Materiał powstał we współpracy z OTOMOTO
Pandemia zmieniła rynek motoryzacyjny. Na nowe auta trzeba się zapisywać. Dlaczego?
Przed pandemią zaczęliśmy odchodzić od mobilności indywidualnej, czyli korzystania z własnych samochodów, na rzecz komunikacji zbiorowej czy car sharingu. Większa świadomość wpływu motoryzacji na środowisko, w tym także na jakość powietrza w miastach, sprawiła, że zaczęły powstawać parkingi park and ride, umożliwiające pozostawienie auta na obrzeżach aglomeracji i dojechanie do centrum metrem, tramwajem czy autobusem. Podczas pandemii to podejście uległo wyhamowaniu. Ponieważ przebywanie w dużych skupiskach ludzi zaczęło kojarzyć się z narażeniem zdrowia, odwróciliśmy się od transportu publicznego i coraz częściej sięgamy po samochody osobowe. Własne auto daje poczucie bezpieczeństwa, pewność, że dotrzemy z punktu A do punktu B bez narażania siebie i innych, że będziemy mogli bezpiecznie przewieźć rodzinę. Jednocześnie wiele osób przeszło na pracę zdalną bądź hybrydową, ich dzieci również uczą się zdalnie. Samochód stał się jeszcze bardziej potrzebny do codziennego przemieszczania się. Pozwala wyjechać za miasto, gdzie można pracować zdalnie. Jest równie potrzebny, co przed pandemią, jeśli nie bardziej. Wiele wskazuje na to, że trendy rezygnacji z transportu publicznego jeszcze jakiś czas z nami pozostaną, bo nie wiadomo, ile potrwa pandemia.

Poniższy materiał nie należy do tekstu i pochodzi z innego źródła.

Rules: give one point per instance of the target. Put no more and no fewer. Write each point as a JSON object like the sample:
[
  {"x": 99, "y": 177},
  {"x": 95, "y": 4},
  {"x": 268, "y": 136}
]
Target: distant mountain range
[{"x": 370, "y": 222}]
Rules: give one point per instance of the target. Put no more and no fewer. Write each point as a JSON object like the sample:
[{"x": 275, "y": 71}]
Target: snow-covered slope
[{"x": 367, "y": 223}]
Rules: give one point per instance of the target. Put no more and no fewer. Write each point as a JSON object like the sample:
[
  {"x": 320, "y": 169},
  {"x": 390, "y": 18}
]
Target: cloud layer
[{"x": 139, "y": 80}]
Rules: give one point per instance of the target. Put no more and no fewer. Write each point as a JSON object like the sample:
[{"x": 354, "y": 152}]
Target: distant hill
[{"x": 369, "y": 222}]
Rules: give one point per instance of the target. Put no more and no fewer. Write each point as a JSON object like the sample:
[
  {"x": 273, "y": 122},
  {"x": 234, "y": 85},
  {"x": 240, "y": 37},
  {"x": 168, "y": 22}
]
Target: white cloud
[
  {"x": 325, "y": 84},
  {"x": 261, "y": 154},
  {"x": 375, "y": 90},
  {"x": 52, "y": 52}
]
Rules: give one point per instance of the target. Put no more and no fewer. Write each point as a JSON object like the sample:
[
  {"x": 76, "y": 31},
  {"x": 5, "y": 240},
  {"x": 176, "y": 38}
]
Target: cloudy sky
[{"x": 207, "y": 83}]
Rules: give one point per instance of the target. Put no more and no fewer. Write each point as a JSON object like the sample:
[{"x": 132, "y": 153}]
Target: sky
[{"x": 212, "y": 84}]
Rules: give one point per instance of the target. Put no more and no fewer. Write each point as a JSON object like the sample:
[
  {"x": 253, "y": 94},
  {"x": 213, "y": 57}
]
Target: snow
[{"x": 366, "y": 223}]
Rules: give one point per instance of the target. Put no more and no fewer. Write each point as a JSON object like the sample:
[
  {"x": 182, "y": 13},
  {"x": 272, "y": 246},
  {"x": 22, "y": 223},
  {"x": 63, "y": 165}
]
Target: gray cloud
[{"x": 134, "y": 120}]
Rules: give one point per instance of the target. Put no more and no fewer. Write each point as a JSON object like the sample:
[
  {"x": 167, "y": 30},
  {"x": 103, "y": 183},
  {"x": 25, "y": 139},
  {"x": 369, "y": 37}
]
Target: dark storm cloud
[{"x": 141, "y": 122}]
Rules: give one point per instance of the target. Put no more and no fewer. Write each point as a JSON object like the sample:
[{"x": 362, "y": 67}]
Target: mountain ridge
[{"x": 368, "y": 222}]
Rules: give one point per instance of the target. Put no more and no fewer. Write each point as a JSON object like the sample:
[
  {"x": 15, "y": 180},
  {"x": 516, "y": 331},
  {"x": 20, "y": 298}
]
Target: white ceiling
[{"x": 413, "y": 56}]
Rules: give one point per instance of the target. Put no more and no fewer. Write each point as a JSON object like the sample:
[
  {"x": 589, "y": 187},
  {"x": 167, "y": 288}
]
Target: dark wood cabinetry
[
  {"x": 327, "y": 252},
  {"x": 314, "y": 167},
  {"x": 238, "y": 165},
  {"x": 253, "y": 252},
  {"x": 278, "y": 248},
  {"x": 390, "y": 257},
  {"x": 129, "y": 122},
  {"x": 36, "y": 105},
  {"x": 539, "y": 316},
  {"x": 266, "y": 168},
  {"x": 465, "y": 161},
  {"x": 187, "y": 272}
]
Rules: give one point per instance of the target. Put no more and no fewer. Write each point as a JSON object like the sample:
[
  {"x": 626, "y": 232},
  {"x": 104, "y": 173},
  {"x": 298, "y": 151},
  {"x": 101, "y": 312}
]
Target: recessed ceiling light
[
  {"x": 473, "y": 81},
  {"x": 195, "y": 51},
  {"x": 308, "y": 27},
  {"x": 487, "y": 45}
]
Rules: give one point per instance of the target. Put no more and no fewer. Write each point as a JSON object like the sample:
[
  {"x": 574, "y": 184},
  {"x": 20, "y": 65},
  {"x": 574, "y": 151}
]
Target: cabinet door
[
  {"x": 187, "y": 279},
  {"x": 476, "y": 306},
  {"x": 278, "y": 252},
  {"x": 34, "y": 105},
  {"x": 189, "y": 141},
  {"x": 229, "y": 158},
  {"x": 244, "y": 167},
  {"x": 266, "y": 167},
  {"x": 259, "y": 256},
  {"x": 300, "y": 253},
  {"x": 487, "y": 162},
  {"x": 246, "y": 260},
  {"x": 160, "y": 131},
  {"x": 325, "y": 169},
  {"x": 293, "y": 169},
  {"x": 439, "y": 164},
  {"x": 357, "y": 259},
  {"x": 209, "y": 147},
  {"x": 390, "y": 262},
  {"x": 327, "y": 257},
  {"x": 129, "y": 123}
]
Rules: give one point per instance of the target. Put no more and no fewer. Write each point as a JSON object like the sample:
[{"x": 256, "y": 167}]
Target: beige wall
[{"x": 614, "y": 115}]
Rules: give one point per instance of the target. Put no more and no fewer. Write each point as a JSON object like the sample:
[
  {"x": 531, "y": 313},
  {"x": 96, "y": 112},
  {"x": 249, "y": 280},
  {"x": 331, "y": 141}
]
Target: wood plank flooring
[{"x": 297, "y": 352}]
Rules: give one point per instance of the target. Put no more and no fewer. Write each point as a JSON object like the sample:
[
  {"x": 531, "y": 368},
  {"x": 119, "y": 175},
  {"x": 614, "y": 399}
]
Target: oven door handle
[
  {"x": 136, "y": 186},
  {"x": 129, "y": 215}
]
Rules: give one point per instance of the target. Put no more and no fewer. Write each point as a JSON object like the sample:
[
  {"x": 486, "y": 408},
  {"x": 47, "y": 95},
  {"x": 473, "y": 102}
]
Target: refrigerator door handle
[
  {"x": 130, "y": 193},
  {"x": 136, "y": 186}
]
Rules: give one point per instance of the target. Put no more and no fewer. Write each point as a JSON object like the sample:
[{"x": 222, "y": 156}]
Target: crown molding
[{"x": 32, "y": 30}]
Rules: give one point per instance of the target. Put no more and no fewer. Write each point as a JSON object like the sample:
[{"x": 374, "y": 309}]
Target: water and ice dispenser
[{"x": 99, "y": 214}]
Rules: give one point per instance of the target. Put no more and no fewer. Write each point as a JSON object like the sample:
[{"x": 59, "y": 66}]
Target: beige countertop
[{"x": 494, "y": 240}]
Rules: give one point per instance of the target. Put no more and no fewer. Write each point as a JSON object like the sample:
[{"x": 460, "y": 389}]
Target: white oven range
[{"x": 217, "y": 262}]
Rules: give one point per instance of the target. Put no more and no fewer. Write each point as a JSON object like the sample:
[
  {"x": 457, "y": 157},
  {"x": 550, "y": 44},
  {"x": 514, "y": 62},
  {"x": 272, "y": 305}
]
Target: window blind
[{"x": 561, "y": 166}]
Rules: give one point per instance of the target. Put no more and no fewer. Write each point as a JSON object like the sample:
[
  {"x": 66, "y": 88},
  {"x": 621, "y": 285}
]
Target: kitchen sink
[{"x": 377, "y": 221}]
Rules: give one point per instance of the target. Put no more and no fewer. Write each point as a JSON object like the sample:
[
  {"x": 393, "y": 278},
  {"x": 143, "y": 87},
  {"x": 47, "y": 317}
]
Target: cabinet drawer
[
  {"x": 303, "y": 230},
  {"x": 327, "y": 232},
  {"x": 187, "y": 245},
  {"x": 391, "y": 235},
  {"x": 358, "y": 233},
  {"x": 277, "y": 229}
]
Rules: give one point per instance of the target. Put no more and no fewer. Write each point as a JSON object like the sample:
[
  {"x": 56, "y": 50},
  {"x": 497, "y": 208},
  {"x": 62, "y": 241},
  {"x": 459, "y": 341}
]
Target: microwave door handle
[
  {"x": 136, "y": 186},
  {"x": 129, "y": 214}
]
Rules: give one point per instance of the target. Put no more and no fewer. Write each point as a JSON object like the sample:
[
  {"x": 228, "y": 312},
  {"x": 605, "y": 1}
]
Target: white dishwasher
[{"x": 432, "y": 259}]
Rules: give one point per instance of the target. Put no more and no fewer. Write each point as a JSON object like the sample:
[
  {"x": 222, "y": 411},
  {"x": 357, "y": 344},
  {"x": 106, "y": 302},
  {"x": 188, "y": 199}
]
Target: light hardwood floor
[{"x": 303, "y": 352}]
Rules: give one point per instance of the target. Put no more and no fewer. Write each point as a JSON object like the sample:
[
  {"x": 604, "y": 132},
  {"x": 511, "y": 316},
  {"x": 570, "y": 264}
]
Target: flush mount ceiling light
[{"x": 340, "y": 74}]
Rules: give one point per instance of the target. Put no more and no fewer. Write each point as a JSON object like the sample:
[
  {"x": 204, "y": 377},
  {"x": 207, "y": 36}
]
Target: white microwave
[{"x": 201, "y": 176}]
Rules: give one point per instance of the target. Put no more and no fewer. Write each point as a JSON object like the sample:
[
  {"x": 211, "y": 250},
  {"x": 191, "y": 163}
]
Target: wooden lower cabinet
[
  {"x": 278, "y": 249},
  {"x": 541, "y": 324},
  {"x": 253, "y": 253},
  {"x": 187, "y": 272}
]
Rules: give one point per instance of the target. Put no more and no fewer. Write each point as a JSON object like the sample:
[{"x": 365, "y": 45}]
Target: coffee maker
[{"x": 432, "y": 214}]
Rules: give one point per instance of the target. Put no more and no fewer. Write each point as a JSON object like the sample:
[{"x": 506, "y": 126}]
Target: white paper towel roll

Czy to dlatego tak trudno dziś kupić samochód, zarówno nowy, jak i używany?
Nie tylko dlatego. Pandemia wywołała spore turbulencje na rynku samochodów nowych. Zmalał on rok do roku o blisko 20 proc., a w niektórych krajach Unii Europejskiej nawet o blisko 30 proc. To sprawiło, że dotychczasowy cykl życia samochodów uległ zaburzeniu.